BTW, for readability, I'd suggest renaming readerFileTypes to readerIdToFileTypes and renaming typeIdsMap to fileIdToReaderIds.

stiga-huang · 2022-03-05T11:51:49Z

java/core/src/java/org/apache/orc/impl/SchemaEvolution.java

@@ -296,13 +303,13 @@ private boolean typesAreImplicitConversion(final TypeDescription fileType,

  /**
   * Check if column is safe for ppd evaluation
-   * @param colId reader column id
+   * @param colId file column id


For readability, can we also rename colId to fileColId?

stiga-huang · 2022-03-05T11:57:52Z

java/core/src/java/org/apache/orc/impl/SchemaEvolution.java

-      return !(colId < 0 || colId >= ppdSafeConversion.length) &&
-          ppdSafeConversion[colId];
+      Integer readerTypeId = typeIdsMap.get(colId);
+      return readerTypeId != null && ppdSafeConversion[readerTypeId];


Since we only use ppdSafeConversion[] in this method, I think changing ppdSafeConversion[] to be indexed by file column ids is a simpler solution, i.e. modifying the assignment in populatePpdSafeConversion and populatePpdSafeConversionForChildren to use file ids.

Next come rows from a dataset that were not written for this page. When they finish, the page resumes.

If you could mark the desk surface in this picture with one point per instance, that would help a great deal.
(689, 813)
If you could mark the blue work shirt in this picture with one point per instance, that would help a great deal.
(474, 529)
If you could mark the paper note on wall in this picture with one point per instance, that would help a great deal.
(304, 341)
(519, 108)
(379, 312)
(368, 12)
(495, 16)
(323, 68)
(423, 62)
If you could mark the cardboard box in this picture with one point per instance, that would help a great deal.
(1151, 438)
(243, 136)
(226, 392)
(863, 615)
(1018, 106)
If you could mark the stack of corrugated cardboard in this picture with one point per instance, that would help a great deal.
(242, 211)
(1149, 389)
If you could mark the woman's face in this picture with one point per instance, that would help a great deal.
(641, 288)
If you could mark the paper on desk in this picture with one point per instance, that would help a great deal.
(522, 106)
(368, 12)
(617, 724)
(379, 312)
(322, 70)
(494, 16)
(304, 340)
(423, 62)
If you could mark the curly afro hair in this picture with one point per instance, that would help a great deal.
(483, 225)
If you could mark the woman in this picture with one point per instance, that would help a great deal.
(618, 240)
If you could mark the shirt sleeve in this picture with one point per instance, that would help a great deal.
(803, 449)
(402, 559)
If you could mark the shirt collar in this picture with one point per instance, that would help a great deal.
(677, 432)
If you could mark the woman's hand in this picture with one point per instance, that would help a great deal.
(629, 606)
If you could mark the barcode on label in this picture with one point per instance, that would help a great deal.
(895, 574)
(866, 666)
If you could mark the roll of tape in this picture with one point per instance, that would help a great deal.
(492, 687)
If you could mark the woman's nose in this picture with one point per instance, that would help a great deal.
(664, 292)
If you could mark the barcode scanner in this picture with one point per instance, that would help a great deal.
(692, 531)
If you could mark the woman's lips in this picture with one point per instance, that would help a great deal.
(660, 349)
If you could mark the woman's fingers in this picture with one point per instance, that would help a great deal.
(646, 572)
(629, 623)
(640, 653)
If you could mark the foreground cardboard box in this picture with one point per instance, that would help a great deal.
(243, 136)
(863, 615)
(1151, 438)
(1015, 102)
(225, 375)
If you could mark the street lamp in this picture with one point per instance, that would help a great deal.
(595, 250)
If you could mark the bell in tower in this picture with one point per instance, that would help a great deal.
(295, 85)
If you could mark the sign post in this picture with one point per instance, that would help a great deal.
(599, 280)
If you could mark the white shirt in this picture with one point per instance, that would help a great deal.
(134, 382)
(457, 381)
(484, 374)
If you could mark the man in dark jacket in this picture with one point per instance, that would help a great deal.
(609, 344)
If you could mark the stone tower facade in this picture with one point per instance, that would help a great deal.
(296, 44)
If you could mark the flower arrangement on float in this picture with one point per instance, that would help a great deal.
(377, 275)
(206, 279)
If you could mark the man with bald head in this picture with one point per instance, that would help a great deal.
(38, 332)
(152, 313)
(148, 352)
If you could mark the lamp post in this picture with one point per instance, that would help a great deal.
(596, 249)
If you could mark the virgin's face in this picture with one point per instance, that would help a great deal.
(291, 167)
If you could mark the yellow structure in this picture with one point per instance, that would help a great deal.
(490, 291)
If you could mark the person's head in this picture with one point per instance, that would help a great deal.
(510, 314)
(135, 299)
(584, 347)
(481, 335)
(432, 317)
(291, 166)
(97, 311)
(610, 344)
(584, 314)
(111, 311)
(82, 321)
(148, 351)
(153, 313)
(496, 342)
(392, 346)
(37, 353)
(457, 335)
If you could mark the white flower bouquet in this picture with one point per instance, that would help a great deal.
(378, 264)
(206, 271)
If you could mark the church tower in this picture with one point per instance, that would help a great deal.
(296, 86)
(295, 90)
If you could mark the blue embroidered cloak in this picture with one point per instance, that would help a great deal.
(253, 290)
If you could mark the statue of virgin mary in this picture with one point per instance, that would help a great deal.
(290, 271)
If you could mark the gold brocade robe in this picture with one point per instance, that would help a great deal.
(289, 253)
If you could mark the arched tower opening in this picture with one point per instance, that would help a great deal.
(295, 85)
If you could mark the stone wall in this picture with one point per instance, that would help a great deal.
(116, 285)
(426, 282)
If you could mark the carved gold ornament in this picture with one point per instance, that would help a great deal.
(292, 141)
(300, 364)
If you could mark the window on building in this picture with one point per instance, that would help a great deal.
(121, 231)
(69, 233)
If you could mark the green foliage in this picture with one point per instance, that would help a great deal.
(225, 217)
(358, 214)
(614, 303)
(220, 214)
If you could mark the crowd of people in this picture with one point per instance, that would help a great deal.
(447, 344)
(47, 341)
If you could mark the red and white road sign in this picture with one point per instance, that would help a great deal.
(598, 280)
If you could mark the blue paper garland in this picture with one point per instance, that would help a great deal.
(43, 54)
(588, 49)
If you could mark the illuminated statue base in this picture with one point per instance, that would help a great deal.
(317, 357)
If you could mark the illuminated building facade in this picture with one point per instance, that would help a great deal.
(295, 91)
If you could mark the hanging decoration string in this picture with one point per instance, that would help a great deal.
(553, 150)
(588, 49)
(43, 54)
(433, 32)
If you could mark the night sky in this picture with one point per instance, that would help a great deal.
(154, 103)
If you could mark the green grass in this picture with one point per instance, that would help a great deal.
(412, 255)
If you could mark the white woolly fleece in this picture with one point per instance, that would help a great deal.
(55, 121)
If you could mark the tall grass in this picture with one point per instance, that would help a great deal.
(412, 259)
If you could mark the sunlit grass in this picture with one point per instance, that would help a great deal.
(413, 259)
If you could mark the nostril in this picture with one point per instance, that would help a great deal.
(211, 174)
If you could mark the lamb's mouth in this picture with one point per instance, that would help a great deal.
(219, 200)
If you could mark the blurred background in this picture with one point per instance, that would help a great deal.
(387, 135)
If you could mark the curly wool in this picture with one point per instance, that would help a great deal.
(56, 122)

Since we only use ppdSafeConversion[] in this method, I think changing ppdSafeConversion[] to be indexed by file column ids is a simpler solution, i.e. modifying the assignment in populatePpdSafeConversion and populatePpdSafeConversionForChildren to use file ids.

This looks better. Done

stiga-huang

+1, LGTM.

dongjoon-hyun

+1, LGTM. Thank you, @PengleiShi , @guiyanakuang , @pgaref , @stiga-huang !
I also tested with Apache Spark 3.3. Merged to master.

…don't work (#1055) ### What changes were proposed in this pull request? Add a map in `SchemaEvolution` which contains the mapping from the file column id to the reader column id, the mapping will be used in `SchemaEvolution.isPPDSafeConversion()` ### Why are the changes needed? `RecordReaderImpl.pickRowGroups()` calls `SchemaEvolution.isPPDSafeConversion()` with file column id rather than reader column id which is required, this causes column filters can't work effectively and recordReader can't skip row groups which are not matched, so we need find the corresponding reader column id via file column id to ensure `SchemaEvolution.isPPDSafeConversion()` can work correctly. ### How was this patch tested? UT (cherry picked from commit e22f537) Signed-off-by: Dongjoon Hyun <dongjoon@apache.org>

…don't work (#1055) ### What changes were proposed in this pull request? Add a map in `SchemaEvolution` which contains the mapping from the file column id to the reader column id, the mapping will be used in `SchemaEvolution.isPPDSafeConversion()` ### Why are the changes needed? `RecordReaderImpl.pickRowGroups()` calls `SchemaEvolution.isPPDSafeConversion()` with file column id rather than reader column id which is required, this causes column filters can't work effectively and recordReader can't skip row groups which are not matched, so we need find the corresponding reader column id via file column id to ensure `SchemaEvolution.isPPDSafeConversion()` can work correctly. ### How was this patch tested? UT (cherry picked from commit e22f537) Signed-off-by: Dongjoon Hyun <dongjoon@apache.org> (cherry picked from commit 1593a9e) Signed-off-by: Dongjoon Hyun <dongjoon@apache.org>

dongjoon-hyun · 2022-03-08T20:48:09Z

I backported this to branch-1.7 and branch-1.6, too.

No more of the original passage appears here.